Increasing Information for Model Predictive Control with Semi-Markov Decision Processes
Rémy Hosseinkhan Boucher, Onofrio Semeraro, Lionel Mathelin
TL;DR
The paper tackles data efficiency in Learning-Based Model Predictive Control by enabling temporally extended actions through Semi-Markov Decision Processes ($SMDP$). It formulates a trajectory-focused Expected Information Gain criterion ($EIG$) under the $SM$-$TIP$ extension and demonstrates that temporally abstracted sampling increases information gathered within a fixed budget, improving sample efficiency on the Inverted Pendulum and Lorenz attractor. While the approach boosts early information gain, it also introduces non-causal estimation challenges and bootstrapping trade-offs for very long inter-decision times.

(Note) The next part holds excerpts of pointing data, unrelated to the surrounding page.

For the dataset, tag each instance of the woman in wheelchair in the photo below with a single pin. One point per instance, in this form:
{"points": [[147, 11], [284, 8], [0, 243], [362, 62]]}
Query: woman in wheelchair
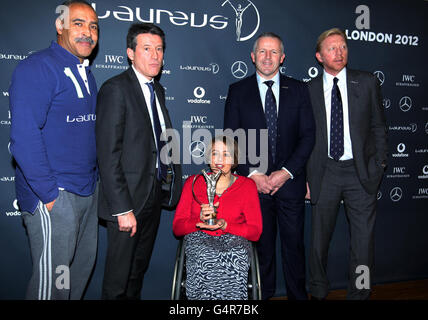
{"points": [[218, 256]]}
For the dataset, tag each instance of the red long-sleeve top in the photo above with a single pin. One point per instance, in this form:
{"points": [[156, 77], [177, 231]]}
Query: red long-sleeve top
{"points": [[239, 206]]}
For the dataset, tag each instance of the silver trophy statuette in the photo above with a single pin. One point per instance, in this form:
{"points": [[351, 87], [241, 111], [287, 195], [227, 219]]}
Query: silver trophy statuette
{"points": [[211, 181]]}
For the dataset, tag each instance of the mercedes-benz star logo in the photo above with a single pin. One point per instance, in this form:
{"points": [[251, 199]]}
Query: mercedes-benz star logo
{"points": [[396, 194], [239, 69], [405, 103], [380, 76], [197, 149]]}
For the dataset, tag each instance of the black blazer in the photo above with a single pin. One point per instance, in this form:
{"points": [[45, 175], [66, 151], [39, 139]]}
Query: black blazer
{"points": [[296, 129], [366, 125], [126, 148]]}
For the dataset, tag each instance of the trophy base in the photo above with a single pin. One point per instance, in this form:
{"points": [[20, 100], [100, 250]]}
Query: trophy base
{"points": [[211, 222]]}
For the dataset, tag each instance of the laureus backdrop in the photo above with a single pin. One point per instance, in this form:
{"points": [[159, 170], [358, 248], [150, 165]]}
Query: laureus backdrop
{"points": [[208, 48]]}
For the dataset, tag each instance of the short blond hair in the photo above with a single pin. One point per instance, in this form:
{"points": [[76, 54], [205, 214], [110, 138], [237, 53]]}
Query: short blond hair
{"points": [[328, 33]]}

Overall, temporal abstraction via $SMDP$s offers a promising avenue to enhance data-driven MPC for systems with multiple time scales and rich dynamics.
Abstract
Recent works in Learning-Based Model Predictive Control of dynamical systems show impressive sample complexity performances using criteria from Information Theory to accelerate the learning procedure. However, the sequential exploration opportunities are limited by the system local state, restraining the amount of information of the observations from the current exploration trajectory. This article resolves this limitation by introducing temporal abstraction through the framework of Semi-Markov Decision Processes. The framework increases the total information of the gathered data for a fixed sampling budget, thus reducing the sample complexity.